Quilmes et Conchas

Quilmes et Conchas

28 septembre : 

“A près de 2000 mètres d’altitude et à plus de 60 km de Cafayate se situe le site de Quilmes. Considéré comme l’un des plus grands regroupements de population pré hispanique en Argentine. Résurgence de la culture Quilmes, les ruines de l’ancienne cité témoignent de l’importance stratégique et historique de cet endroit. En effet, pendant 130 ans, les indiens Quilmes résistèrent ici à la colonisation espagnole”. 

 

Intéressant…Allez zou, on y va, même si c’était pas prévu dans notre agenda. 

Sur le parking, pas l’ombre d’un indiens mais bien des lamas. Ce sont les 1ers que nous voyons. Forcément ça fait quelque chose… Dévorée par l’excitation, je m’approche un peu. Mais je n’oserai pas aller plus près par peur de finir comme le capitaine Haddock dans Tintin et le temple du soleil. 

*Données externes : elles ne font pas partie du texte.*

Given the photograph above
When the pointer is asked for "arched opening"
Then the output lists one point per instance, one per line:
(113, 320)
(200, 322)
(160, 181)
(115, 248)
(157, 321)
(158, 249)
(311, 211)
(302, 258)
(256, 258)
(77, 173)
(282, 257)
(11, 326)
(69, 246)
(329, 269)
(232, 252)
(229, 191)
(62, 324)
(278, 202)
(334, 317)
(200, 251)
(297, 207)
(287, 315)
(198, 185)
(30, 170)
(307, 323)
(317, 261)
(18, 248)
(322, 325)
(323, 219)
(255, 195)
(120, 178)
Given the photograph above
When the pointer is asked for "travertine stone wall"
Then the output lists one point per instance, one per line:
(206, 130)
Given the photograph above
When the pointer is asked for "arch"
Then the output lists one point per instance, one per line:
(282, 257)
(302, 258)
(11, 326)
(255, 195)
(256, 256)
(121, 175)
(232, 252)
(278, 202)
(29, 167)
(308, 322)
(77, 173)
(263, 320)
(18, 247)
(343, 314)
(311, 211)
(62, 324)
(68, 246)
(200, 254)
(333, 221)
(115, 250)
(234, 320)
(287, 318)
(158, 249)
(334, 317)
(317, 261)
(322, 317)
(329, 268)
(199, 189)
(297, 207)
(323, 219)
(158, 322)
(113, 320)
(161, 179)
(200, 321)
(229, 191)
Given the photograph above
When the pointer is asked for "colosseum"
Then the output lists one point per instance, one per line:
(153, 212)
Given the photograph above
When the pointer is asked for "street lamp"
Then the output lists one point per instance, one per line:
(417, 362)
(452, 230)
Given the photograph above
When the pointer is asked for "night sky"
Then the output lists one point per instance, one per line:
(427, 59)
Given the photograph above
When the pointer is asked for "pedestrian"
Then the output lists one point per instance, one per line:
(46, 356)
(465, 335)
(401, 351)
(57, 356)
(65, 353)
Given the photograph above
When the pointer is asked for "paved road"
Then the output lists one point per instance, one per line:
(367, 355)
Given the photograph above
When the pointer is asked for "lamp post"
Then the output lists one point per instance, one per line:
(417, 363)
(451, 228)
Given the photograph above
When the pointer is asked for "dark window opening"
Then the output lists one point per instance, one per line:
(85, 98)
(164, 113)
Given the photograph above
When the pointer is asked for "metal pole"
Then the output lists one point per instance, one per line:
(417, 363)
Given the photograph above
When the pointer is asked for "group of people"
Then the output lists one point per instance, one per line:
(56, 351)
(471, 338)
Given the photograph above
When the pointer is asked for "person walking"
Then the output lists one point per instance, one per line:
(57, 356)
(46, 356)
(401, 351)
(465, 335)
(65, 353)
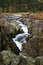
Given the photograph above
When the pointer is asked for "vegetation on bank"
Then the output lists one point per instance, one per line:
(20, 5)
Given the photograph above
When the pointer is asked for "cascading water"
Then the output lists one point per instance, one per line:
(21, 38)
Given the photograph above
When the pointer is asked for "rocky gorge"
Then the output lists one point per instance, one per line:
(32, 49)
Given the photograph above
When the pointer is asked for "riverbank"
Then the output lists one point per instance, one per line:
(38, 15)
(32, 50)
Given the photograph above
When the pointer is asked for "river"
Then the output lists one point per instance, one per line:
(21, 38)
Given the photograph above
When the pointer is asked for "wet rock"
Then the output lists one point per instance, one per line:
(39, 60)
(33, 48)
(6, 42)
(9, 58)
(26, 60)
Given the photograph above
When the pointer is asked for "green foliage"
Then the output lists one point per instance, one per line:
(32, 5)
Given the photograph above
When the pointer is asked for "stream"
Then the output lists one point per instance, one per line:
(21, 38)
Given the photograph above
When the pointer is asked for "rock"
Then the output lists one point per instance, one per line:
(39, 60)
(26, 60)
(33, 48)
(9, 58)
(1, 60)
(6, 42)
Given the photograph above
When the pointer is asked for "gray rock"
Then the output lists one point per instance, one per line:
(9, 58)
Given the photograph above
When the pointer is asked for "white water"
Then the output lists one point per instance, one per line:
(21, 38)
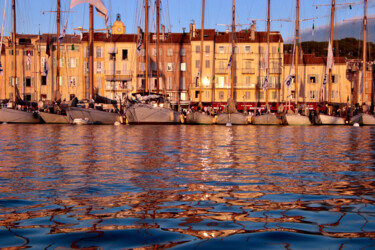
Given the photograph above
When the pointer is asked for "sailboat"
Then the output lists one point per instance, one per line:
(328, 119)
(57, 113)
(200, 117)
(296, 118)
(17, 111)
(268, 118)
(92, 115)
(232, 116)
(364, 118)
(146, 109)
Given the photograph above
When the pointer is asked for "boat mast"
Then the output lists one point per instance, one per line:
(14, 50)
(331, 41)
(296, 54)
(58, 49)
(364, 53)
(91, 50)
(233, 47)
(157, 43)
(146, 47)
(268, 46)
(201, 59)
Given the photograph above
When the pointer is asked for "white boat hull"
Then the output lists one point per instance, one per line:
(266, 119)
(140, 113)
(51, 118)
(234, 118)
(363, 119)
(330, 120)
(93, 116)
(296, 120)
(200, 118)
(18, 116)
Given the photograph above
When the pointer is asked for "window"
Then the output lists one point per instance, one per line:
(182, 83)
(28, 82)
(221, 95)
(112, 56)
(312, 79)
(124, 54)
(170, 67)
(169, 52)
(335, 94)
(73, 81)
(183, 67)
(197, 64)
(183, 52)
(169, 83)
(99, 52)
(313, 95)
(207, 64)
(44, 80)
(98, 67)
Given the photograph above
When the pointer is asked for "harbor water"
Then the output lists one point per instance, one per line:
(183, 187)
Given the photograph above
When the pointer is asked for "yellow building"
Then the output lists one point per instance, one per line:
(311, 72)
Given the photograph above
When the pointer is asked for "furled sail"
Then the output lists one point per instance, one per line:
(100, 8)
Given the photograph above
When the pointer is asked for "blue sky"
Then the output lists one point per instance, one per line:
(177, 14)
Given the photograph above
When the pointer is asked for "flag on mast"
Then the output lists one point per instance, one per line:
(266, 83)
(230, 61)
(100, 7)
(46, 68)
(330, 56)
(62, 35)
(28, 60)
(139, 46)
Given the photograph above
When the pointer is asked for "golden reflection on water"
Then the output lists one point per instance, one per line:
(204, 181)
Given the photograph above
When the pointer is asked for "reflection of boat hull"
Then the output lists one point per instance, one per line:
(140, 113)
(296, 119)
(363, 119)
(54, 118)
(93, 116)
(330, 120)
(18, 116)
(266, 119)
(200, 118)
(234, 118)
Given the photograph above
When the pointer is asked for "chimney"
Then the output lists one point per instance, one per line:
(252, 32)
(163, 32)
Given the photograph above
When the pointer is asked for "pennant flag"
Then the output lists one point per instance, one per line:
(330, 56)
(266, 84)
(48, 51)
(265, 58)
(28, 60)
(288, 80)
(100, 8)
(325, 80)
(46, 68)
(139, 46)
(313, 29)
(62, 35)
(230, 62)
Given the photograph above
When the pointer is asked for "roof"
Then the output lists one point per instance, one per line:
(244, 37)
(311, 59)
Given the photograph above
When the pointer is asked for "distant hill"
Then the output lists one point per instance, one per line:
(349, 48)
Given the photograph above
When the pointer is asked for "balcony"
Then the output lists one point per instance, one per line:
(248, 71)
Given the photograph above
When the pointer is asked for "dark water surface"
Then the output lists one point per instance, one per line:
(203, 187)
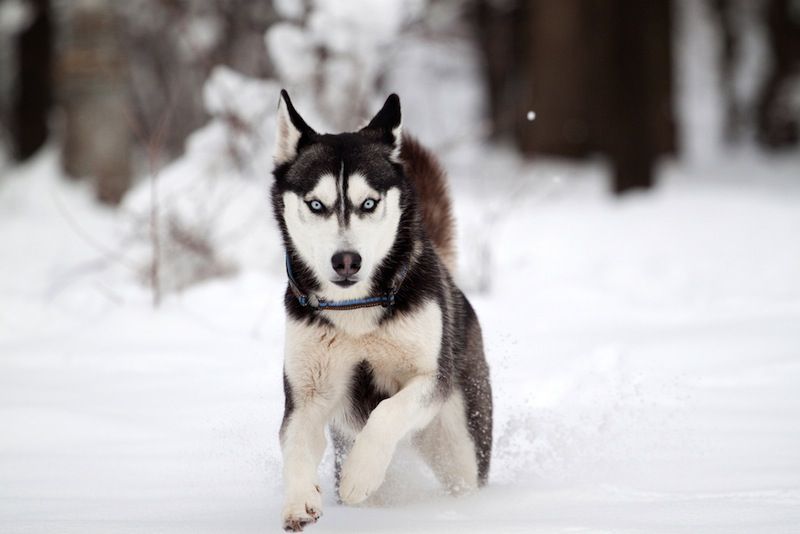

Nous voulons faire la visite avec un guide, mais pas un seul d’entre eux ne parle anglais. Tant pis, on visitera tout seuls alors. Sauf que sans explication, les ruines ne sont que de vulgaires tas de pierres… Nous rebroussons chemin et partons avec Diego. La visite se fera en espagnol. Vie quotidienne, rites, polémique par rapport à la restauration du site, on ne comprendra pas toujours tout, mais on comprendra au moins un peu. 

Pour le déjeuner, retour à Cafayate à la recherche d’une adresse alléchante recommandée par le Lonely. Bon ben elle n’existe plus… Ce n’est pas la 1ère fois que ça nous arrive : à la longue, ça énerve. Satané guide ! Tant pis, on se rabattra sur un autre endroit, l’important c’est de faire vite car il nous reste encore pas mal de pain sur la planche.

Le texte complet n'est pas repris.